Principle and configuration of 7 bond modes for multiple NICs. Nic bonding mode configuration in linux.
What is a network card bond?
The so-called bond, is to bind multiple physical network cards into a logical network card, using the same IP to work, in the increase of bandwidth can also improve redundancy, generally used more is to improve redundancy, respectively and different switches connected, improve reliability, but sometimes server bandwidth is not enough can also be used to increase bandwidth.

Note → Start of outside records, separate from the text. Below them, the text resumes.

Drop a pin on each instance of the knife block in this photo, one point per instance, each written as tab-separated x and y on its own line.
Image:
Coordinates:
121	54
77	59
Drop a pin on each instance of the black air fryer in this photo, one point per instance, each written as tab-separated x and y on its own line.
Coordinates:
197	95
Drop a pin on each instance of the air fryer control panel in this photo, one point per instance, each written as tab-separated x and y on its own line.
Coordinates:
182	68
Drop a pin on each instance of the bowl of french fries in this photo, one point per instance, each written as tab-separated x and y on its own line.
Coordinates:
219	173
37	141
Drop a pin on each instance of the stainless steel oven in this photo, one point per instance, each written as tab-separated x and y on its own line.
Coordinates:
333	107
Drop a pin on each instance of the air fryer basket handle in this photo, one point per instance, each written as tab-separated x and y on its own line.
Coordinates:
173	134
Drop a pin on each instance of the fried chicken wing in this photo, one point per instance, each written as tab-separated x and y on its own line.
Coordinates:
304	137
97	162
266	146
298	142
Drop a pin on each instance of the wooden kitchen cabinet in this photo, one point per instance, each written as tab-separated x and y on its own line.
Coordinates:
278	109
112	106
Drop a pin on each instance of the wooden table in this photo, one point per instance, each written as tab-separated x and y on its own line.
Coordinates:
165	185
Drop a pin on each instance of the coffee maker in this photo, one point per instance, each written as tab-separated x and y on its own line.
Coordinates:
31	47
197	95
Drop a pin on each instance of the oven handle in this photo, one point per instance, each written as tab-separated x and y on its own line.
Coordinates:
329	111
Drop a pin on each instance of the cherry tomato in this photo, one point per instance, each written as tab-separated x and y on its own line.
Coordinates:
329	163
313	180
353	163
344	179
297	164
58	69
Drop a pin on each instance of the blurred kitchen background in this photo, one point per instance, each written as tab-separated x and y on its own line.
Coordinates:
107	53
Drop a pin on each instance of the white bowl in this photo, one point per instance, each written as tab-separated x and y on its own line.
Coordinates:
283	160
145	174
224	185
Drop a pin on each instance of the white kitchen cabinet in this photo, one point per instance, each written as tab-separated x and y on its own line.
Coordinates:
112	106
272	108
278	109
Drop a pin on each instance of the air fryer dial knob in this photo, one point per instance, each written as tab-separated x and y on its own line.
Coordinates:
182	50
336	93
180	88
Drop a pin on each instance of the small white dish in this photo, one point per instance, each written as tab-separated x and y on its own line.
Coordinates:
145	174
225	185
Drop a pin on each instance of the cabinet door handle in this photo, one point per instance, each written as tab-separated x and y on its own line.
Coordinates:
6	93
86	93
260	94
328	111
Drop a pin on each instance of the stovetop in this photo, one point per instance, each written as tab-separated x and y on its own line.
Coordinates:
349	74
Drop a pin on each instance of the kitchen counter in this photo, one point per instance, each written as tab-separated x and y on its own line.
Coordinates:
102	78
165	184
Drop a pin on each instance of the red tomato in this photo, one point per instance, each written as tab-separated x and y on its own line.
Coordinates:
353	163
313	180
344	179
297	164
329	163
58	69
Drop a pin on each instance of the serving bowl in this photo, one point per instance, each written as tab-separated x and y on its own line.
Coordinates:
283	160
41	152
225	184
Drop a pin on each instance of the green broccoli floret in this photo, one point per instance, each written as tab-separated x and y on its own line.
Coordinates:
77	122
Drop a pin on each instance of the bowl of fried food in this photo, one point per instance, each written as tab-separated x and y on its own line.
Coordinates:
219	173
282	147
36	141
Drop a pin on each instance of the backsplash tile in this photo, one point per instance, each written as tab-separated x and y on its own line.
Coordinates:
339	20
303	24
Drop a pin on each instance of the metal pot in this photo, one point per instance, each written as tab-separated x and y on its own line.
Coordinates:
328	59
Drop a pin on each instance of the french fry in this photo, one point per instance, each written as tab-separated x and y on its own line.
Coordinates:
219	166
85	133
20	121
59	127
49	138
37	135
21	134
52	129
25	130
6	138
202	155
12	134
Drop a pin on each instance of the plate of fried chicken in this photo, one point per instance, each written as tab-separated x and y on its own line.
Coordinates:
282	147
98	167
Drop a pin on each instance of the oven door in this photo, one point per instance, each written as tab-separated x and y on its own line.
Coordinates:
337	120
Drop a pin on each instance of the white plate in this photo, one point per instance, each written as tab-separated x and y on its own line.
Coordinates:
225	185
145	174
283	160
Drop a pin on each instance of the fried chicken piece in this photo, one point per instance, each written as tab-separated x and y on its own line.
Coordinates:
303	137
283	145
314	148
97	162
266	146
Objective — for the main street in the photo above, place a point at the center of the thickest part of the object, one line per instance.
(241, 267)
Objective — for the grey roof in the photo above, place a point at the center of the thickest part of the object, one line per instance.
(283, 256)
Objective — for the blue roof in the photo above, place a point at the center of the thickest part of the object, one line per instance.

Linux NIC configuration – Nic bonding mode configuration in linux
About Bond Introduction
There are seven types of NIC binding modes (0~6), namely: bond0, bond1, bond2, bond3, bond4, bond5, bond6.
There are three types that we often use in our daily work:
mode=0: Balanced load mode, with automatic redundancy, but requires “Switch” support and settings.
mode=1: In the automatic redundancy mode, if one line is disconnected, the other lines will be automatically redundant.
mode=6: Balanced load mode, with automatic redundancy, no “Switch” support and setting required.
NIC bonding mode
Bond’s seven modes are introduced:
1, mode=0 (balance-rr) (balance cycle strategy)
Link load balancing, increasing bandwidth, and supporting fault tolerance, one link failure will automatically switch over the normal link.
The switch needs to configure an aggregation port, which Cisco calls port channel.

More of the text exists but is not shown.